ステンくんはビクッ!っとその場で飛び上がるように驚いて、おそるおそるわたしの寝ているベットまで近づいてきた。
「あ、あの、マリアお姉様…」
洋服のシャツをぎゅっと両手で握ってベットの上のわたしに上目遣いで話しかけてくるステンくん。
……天使か…。さらさらとした色素の薄い髪に色白の肌、まつげの長いパッチリとした瞳はエメラルドグリーン…。ひぇ…前世好みだったショタまんまやんけ…。
「あの…ぼくのせいで申し訳ございませんでした…」
っと思考トリップしてる間にステンくんは覚悟を決めていたようだ。というかステンくんのせい???

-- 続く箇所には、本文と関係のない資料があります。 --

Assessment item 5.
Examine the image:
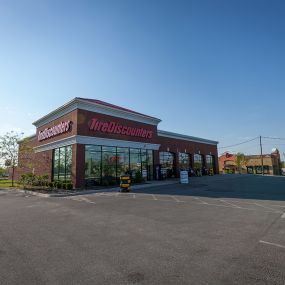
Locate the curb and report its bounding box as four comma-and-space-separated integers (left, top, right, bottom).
2, 180, 180, 198
16, 188, 119, 198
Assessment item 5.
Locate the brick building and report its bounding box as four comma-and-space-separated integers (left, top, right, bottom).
219, 150, 282, 175
16, 98, 219, 188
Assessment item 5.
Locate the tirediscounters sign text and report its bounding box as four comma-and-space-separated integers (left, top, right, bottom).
38, 121, 72, 141
89, 118, 153, 139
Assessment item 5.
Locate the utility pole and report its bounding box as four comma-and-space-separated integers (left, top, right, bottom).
260, 136, 264, 175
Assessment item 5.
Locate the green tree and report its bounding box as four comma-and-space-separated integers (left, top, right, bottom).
0, 131, 23, 186
235, 153, 248, 174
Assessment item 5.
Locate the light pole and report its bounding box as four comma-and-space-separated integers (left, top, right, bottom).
260, 136, 264, 175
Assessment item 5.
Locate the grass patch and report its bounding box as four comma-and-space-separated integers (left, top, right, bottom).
0, 179, 20, 188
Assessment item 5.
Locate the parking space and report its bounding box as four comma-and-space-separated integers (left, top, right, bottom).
1, 175, 285, 284
64, 186, 285, 216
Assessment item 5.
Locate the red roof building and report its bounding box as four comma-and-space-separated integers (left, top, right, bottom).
17, 98, 219, 188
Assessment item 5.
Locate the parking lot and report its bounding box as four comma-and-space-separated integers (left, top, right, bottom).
1, 175, 285, 284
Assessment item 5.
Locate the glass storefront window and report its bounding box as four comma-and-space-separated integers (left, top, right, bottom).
147, 150, 154, 180
247, 166, 254, 174
206, 155, 214, 170
159, 151, 175, 178
53, 145, 72, 182
117, 148, 129, 177
85, 150, 101, 178
102, 146, 116, 153
86, 145, 101, 152
65, 146, 72, 180
85, 145, 154, 185
179, 153, 190, 171
102, 151, 117, 183
194, 154, 202, 170
130, 148, 141, 178
255, 166, 262, 174
53, 148, 59, 180
59, 148, 65, 180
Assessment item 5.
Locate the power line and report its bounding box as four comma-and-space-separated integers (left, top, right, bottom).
262, 136, 285, 141
218, 137, 259, 149
262, 143, 285, 146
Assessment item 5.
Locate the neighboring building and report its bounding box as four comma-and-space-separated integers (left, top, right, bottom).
219, 149, 282, 175
15, 98, 219, 188
218, 152, 236, 173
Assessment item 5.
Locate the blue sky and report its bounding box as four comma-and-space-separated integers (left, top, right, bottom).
0, 0, 284, 159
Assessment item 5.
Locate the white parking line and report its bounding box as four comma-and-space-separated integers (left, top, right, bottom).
170, 196, 185, 203
254, 203, 282, 213
152, 194, 158, 201
272, 205, 285, 208
219, 199, 242, 209
281, 213, 285, 219
194, 197, 209, 204
225, 200, 285, 210
259, 240, 285, 249
68, 196, 96, 204
198, 201, 280, 213
99, 192, 116, 197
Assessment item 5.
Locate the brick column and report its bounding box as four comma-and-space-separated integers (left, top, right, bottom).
214, 153, 219, 174
175, 152, 180, 178
153, 150, 160, 180
72, 144, 85, 189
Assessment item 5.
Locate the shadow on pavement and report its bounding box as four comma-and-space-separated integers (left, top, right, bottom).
132, 175, 285, 202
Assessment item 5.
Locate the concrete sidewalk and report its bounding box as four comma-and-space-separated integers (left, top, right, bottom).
2, 179, 180, 198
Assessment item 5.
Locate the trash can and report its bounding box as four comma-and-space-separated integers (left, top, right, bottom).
120, 175, 131, 192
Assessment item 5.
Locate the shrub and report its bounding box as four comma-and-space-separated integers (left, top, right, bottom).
48, 182, 53, 188
19, 174, 28, 188
26, 173, 36, 185
56, 181, 63, 189
65, 183, 73, 190
19, 173, 36, 187
41, 174, 49, 186
34, 175, 43, 186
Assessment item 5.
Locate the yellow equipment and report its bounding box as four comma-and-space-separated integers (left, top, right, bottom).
120, 175, 131, 192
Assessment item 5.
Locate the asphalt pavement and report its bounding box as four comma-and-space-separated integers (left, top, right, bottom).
1, 174, 285, 285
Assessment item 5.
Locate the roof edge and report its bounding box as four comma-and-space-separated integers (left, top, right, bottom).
33, 98, 77, 127
158, 130, 219, 145
33, 98, 161, 128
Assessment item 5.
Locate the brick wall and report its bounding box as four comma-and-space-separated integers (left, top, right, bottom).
14, 136, 53, 181
155, 136, 219, 176
17, 108, 219, 188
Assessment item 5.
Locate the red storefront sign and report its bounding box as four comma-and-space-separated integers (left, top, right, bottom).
89, 118, 153, 139
225, 152, 233, 158
38, 121, 72, 141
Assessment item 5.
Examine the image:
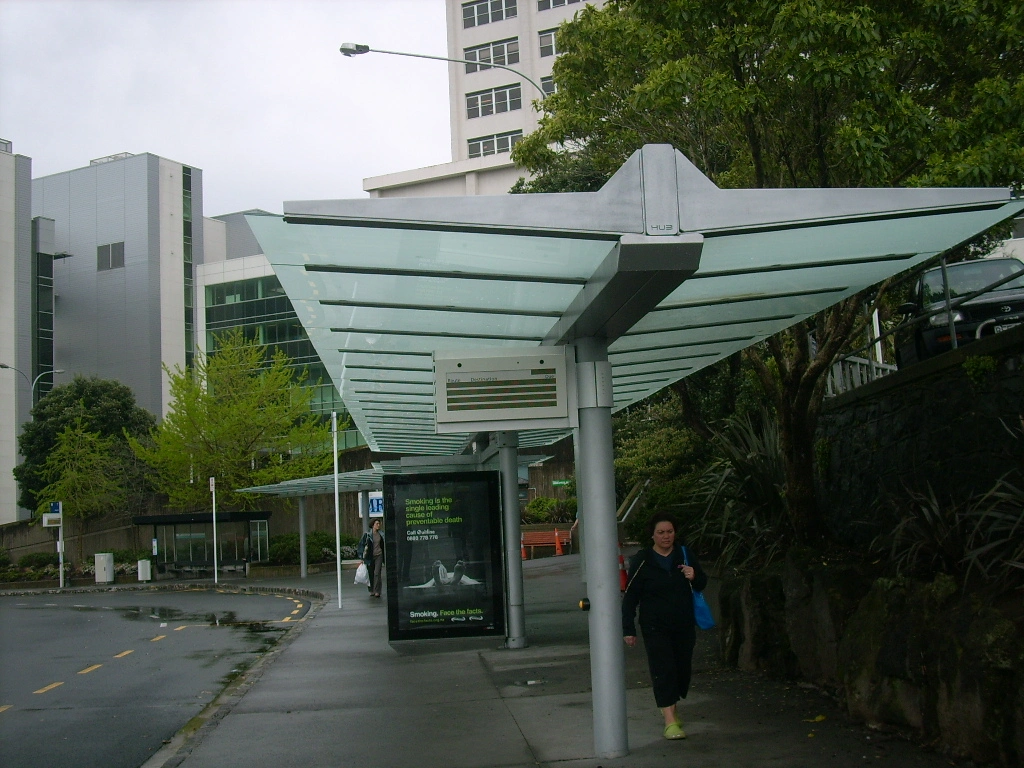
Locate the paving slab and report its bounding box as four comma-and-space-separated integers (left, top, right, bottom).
160, 555, 968, 768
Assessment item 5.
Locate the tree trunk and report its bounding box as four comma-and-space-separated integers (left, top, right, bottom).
779, 411, 825, 544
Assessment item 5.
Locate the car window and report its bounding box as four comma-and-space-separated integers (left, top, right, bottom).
921, 259, 1024, 303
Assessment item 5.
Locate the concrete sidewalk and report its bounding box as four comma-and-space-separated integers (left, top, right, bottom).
157, 555, 961, 768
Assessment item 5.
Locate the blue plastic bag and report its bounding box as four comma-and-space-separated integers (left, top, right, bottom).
682, 546, 715, 630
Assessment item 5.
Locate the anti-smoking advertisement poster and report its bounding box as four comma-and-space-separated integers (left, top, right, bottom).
384, 471, 505, 641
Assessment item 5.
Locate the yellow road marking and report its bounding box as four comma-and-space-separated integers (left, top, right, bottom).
290, 609, 300, 615
174, 625, 187, 631
151, 635, 166, 642
78, 664, 102, 675
114, 650, 134, 658
0, 705, 12, 713
295, 603, 304, 609
281, 617, 292, 622
34, 682, 63, 694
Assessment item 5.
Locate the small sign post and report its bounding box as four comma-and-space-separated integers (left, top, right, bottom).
44, 501, 64, 589
209, 477, 218, 585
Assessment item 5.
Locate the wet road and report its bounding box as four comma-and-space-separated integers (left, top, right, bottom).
0, 588, 311, 768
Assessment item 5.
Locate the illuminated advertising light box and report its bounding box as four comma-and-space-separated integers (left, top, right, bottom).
384, 471, 505, 641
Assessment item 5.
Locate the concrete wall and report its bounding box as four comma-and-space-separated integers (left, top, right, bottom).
815, 323, 1024, 543
0, 148, 33, 525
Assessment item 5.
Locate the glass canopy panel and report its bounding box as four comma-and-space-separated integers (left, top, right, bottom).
247, 217, 613, 280
301, 271, 580, 316
249, 194, 1024, 451
315, 304, 556, 341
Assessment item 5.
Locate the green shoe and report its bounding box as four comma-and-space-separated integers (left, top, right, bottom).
663, 722, 686, 740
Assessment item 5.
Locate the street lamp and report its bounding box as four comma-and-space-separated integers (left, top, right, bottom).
31, 369, 65, 402
340, 42, 548, 98
0, 364, 65, 405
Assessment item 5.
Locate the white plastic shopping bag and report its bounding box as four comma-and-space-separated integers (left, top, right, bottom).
354, 562, 370, 585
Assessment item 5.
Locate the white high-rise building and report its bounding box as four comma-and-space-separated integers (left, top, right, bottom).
365, 0, 603, 198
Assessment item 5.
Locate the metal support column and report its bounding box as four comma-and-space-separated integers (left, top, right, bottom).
497, 431, 527, 649
575, 337, 628, 758
298, 496, 308, 579
359, 490, 370, 535
572, 427, 585, 583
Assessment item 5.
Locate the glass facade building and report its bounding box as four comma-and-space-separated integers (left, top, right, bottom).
202, 269, 363, 449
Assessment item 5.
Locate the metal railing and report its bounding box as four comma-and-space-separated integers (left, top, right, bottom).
825, 356, 898, 397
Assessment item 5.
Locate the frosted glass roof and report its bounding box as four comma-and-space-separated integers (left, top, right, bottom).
248, 145, 1024, 455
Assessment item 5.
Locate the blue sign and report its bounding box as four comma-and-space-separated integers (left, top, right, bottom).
50, 501, 62, 514
368, 497, 384, 515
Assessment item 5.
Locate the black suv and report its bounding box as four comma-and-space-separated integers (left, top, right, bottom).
895, 257, 1024, 366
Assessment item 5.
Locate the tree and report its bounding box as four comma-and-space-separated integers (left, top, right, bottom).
513, 0, 1024, 542
14, 376, 156, 512
35, 416, 127, 562
131, 329, 337, 511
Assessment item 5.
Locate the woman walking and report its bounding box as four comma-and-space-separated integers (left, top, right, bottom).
358, 518, 385, 598
622, 510, 708, 740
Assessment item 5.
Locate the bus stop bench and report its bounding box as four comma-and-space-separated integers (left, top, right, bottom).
521, 529, 572, 559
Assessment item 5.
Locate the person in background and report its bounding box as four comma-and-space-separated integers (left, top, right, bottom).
622, 510, 708, 740
358, 519, 385, 598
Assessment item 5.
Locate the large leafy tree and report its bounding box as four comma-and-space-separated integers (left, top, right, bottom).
514, 0, 1024, 542
131, 329, 336, 511
14, 376, 156, 512
36, 417, 128, 562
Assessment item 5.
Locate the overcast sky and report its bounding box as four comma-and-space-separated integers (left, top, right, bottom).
0, 0, 453, 215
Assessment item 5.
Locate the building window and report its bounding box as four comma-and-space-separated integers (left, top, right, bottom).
538, 0, 580, 8
97, 241, 125, 271
467, 84, 522, 119
539, 28, 559, 57
468, 130, 523, 158
464, 37, 519, 73
34, 252, 55, 401
463, 0, 517, 28
541, 76, 556, 95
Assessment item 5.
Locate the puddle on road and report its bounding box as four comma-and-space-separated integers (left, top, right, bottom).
120, 605, 185, 621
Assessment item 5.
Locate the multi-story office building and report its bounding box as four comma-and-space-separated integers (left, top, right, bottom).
365, 0, 604, 198
0, 140, 59, 524
32, 152, 203, 418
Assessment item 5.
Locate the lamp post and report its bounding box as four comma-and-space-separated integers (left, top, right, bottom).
0, 364, 65, 405
340, 42, 548, 98
31, 369, 64, 403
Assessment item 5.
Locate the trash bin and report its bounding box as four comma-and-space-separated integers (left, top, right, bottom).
137, 559, 152, 582
95, 552, 114, 584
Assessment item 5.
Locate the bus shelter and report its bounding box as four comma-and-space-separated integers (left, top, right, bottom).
245, 145, 1023, 758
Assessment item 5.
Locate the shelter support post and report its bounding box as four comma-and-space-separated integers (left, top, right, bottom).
359, 490, 370, 535
299, 496, 308, 579
575, 337, 628, 758
497, 431, 527, 649
572, 427, 585, 582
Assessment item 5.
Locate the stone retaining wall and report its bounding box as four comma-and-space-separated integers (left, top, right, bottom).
815, 323, 1024, 544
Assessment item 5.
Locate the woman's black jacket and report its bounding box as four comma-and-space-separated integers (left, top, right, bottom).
621, 545, 708, 637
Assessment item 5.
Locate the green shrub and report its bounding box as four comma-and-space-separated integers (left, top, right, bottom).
18, 551, 60, 568
0, 549, 10, 567
110, 549, 150, 564
523, 496, 558, 524
679, 409, 789, 573
268, 531, 357, 565
875, 476, 1024, 593
269, 534, 300, 565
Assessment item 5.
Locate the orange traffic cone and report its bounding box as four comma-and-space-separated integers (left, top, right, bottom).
618, 547, 627, 592
521, 534, 527, 561
554, 528, 564, 556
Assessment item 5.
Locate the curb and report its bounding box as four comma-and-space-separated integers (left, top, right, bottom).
0, 581, 327, 601
130, 587, 327, 768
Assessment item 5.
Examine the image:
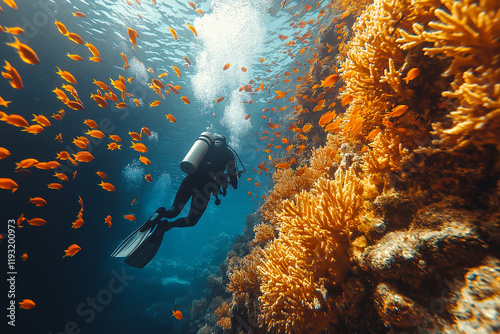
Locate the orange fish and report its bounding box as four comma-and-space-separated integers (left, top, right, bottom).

「ぼくが、ぼくが手を離さなかったから、悪いんです。ごめんなさい…。」
ペコっと頭を下げてもう一度見上げた時にはその綺麗な瞳から涙が溢れていた。
はぁ〜〜〜〜ショタ最高。
っといけない!ショタが泣いている!しかもわたしのことで!なんというあるまじきこと!寝てる場合じゃない!!!
よっこらせっと心で唱えて起き上がる。
ステンくんは起き上がると思っていなかったようでまた体を震わせた。
ベッドに腰掛けてステンくんと向き合う。
「あ、あの…」
そうよね、お姉様怖かったわよね。おもちゃを取り上げたり、冷たい言葉を浴びせたり…ごめんね。
「ステン、顔を上げなさい。」
ビクッとして下を向きがちだった顔をこちらに向ける。
その綺麗な片頬に手を添えた。
「ステン、わたしが落ちたのはあなたのせいではありません。だから泣かなくてよいのですよ。」
そう言ってわたしが笑うとステンくんはポカンっとした。
ハッ!ステンくんがしっかりしてるから忘れてたけど今わたし4歳児だった!!
しっかりしすぎてた!?!?
「お、おねえさま…?」
呆けた後困惑したように見つめてくるステンくん。あ〜〜頰スベスベだわ〜〜。
さ!子供アピールいくぞ!挽回挽回!
「わたしの方こそステンのおもちゃを、取り上げてしまってごめんなさい。」
「こうしてお見舞いにきてくれてとても嬉しいわ、ありがとう。」
最後にステンくんに笑いかける。
ステンくんはしばらく放心していたけど、わたしが頰を指でスリスリしていると戻ってきたようで
「お姉様が優しくて嬉しいです」と笑った。
ん???優しくて???
アッ!もしかして突然優しくなった故のポカンでした!?
だってねぇ!?こんなに可愛いステンくんに冷たい言葉なんて浴びせられないもん!!!
部屋のドア付近で待機していた騎士がステンくんに「ステン様、そろそろ…」と告げた。
そうよね、わたし一瞬だけど一応意識不明だったわけだし。病人扱いよね〜〜。